Implement guardrails:

apiVersion: litmuschaos.io/v1alpha1
kind: ChaosEngine
metadata:
  name: safe-chaos
spec:
  appinfo:
    appns: production
    applabel: app=myapp
    appkind: deployment
  engineState: active
  chaosServiceAccount: litmus-admin
  # Automatically stop if hypothesis fails
  terminationGracePeriodSeconds: 30
  experiments:
    - name: pod-delete
      spec:
        probe:
          - name: check-service-health
            type: httpProbe
            httpProbe/inputs:
              url: https://myapp.example.com/health
              expectedResponseCode: "200"
            mode: Continuous
            runProperties:
              probeTimeout: 5
              interval: 2
              retry: 3

Metrics and Success Criteria

Define what success looks like:

metrics:
  - name: availability
    threshold: ">= 99.9%"
    query: |
      sum(rate(http_requests_total{status!~"5.."}[5m])) /
      sum(rate(http_requests_total[5m]))

  - name: latency_p99
    threshold: "<= 500ms"
    query: |
      histogram_quantile(0.99,
        rate(http_request_duration_seconds_bucket[5m]))

  - name: error_rate
    threshold: "<= 0.1%"
    query: |
      sum(rate(http_errors_total[5m])) /
      sum(rate(http_requests_total[5m]))

Building a Chaos Engineering Culture

Technical implementation is only part of the challenge:

Get buy-in: Demonstrate value with small, safe experiments
Start outside production: Build confidence in staging first
Run game days: Make chaos engineering a team activity
Document everything: Maintain runbooks and post-mortems
Celebrate learnings: Focus on improvements, not blame
Make it continuous: Automate experiments over time

Common Pitfalls

Avoid these mistakes:

Too much too soon: Start with gentle experiments
No hypothesis: Define expected behavior first
Poor observability: You can’t learn if you can’t measure
Ignoring findings: Act on discovered weaknesses
Running once: Make chaos continuous
Production YOLO: Build confidence in lower environments first

Conclusion

Chaos engineering transforms how we think about system reliability.

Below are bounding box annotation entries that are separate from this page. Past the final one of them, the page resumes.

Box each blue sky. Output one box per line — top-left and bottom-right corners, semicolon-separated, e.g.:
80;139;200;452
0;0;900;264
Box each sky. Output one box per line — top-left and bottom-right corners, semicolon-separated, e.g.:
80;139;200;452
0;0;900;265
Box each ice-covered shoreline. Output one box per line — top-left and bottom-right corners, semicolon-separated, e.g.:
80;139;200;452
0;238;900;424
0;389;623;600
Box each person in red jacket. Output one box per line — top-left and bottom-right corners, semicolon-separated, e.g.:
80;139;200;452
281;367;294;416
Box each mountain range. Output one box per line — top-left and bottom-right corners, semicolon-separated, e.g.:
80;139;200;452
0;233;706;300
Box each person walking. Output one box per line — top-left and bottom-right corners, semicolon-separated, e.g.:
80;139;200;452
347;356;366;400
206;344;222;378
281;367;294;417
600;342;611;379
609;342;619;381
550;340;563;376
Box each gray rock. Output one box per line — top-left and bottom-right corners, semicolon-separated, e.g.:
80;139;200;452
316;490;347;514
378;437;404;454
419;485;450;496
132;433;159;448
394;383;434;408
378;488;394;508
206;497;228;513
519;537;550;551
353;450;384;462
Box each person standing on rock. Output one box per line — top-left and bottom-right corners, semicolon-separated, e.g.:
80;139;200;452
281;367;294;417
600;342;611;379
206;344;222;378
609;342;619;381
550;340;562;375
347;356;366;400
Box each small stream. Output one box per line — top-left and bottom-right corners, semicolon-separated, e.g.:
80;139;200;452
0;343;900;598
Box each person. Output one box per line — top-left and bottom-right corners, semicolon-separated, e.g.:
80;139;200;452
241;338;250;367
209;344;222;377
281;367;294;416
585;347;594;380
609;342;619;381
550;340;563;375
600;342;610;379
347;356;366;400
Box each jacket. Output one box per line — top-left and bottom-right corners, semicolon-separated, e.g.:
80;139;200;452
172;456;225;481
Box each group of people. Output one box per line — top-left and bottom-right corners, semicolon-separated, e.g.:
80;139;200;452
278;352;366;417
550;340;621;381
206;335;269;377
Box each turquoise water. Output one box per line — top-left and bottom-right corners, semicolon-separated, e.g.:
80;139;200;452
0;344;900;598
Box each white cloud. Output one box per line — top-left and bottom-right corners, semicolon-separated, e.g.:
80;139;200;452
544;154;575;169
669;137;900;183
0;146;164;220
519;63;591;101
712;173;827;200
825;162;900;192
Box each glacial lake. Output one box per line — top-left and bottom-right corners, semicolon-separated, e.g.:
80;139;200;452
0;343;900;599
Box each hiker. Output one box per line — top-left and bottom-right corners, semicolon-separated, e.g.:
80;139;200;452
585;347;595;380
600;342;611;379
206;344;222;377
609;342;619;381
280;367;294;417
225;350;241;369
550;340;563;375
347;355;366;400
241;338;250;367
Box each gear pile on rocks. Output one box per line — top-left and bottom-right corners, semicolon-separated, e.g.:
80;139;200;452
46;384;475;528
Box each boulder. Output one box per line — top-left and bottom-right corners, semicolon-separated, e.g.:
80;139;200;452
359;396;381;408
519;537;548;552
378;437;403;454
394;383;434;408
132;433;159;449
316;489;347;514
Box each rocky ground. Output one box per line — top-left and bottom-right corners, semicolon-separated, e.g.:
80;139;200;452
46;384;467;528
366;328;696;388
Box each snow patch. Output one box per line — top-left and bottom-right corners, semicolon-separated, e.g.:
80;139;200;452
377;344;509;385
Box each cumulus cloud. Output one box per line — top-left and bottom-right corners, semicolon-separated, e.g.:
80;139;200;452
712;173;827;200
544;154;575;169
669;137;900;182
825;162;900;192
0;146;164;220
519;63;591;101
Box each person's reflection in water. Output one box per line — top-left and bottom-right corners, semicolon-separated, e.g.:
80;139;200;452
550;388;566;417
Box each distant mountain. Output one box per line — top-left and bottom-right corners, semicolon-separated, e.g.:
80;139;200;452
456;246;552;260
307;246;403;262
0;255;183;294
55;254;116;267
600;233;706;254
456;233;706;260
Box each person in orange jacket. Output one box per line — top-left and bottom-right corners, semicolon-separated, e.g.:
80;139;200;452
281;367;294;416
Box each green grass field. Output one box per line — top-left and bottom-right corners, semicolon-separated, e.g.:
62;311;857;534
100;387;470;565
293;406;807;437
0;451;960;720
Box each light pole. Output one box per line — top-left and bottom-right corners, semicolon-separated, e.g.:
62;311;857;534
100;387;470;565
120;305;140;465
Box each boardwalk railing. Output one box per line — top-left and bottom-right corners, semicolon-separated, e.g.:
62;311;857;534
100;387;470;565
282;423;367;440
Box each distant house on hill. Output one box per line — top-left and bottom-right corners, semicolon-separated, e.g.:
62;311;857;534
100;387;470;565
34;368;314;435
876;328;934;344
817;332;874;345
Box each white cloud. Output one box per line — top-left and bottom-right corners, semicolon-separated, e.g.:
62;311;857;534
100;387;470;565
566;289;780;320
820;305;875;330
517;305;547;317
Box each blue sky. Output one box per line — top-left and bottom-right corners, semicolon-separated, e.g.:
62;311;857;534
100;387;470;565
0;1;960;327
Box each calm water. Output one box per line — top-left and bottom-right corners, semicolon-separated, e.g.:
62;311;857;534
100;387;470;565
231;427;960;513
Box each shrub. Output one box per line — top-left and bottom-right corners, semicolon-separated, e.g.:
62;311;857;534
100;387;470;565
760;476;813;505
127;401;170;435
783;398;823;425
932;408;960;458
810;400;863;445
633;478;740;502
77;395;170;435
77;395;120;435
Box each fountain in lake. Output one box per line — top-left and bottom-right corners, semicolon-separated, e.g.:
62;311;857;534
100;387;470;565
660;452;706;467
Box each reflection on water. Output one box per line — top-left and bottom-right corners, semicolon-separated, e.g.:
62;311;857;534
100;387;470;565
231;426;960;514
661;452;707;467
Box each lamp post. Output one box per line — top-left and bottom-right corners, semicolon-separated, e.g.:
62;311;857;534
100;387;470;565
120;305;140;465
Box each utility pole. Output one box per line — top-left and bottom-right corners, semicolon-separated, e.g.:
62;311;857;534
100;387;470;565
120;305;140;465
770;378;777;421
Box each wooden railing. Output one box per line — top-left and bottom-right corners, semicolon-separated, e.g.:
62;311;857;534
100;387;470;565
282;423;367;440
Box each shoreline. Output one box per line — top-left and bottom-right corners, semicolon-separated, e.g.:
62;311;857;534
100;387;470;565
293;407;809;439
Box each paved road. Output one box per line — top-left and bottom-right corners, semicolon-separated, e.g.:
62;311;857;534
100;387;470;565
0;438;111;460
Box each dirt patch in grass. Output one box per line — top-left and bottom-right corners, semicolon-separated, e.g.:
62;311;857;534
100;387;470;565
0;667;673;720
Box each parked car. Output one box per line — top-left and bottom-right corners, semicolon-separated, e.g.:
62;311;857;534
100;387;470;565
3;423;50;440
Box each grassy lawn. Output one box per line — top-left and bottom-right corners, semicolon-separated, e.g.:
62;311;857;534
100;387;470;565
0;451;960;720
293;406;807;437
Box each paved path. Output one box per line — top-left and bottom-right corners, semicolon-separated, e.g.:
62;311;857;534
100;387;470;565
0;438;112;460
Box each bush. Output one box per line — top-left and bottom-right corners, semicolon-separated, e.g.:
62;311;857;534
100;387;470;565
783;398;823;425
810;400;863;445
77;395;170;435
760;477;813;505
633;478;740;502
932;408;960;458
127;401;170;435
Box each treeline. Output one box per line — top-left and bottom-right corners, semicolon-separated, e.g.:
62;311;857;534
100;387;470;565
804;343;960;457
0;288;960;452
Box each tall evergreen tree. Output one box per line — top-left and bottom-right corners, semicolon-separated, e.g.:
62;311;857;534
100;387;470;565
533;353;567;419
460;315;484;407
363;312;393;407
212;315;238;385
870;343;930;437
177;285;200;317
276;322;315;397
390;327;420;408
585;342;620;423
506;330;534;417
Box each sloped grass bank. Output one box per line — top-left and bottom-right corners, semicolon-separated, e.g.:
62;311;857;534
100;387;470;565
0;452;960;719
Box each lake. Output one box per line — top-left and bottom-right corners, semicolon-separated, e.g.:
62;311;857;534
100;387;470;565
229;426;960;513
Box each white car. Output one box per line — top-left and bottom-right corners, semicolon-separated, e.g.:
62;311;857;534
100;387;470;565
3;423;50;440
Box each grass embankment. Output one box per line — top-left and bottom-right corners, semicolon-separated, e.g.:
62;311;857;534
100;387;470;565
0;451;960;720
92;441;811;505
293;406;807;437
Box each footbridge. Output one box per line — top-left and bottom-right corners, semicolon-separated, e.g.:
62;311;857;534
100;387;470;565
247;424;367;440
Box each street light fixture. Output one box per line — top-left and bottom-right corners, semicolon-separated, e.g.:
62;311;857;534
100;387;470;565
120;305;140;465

Instead of hoping systems will handle failures gracefully, we verify they actually do through controlled experiments.

Start small:

Define steady-state metrics
Run manual game days
Automate simple experiments (pod deletion)
Gradually expand scope and complexity
Make chaos continuous

The goal isn’t to cause outages—it’s to discover weaknesses before they cause outages. Every chaos experiment is an opportunity to build a more resilient system and develop confidence in its behavior under stress.

Remember: You don’t find out if your parachute works by jumping out of a plane. You test it on the ground first. Chaos engineering is testing your parachutes.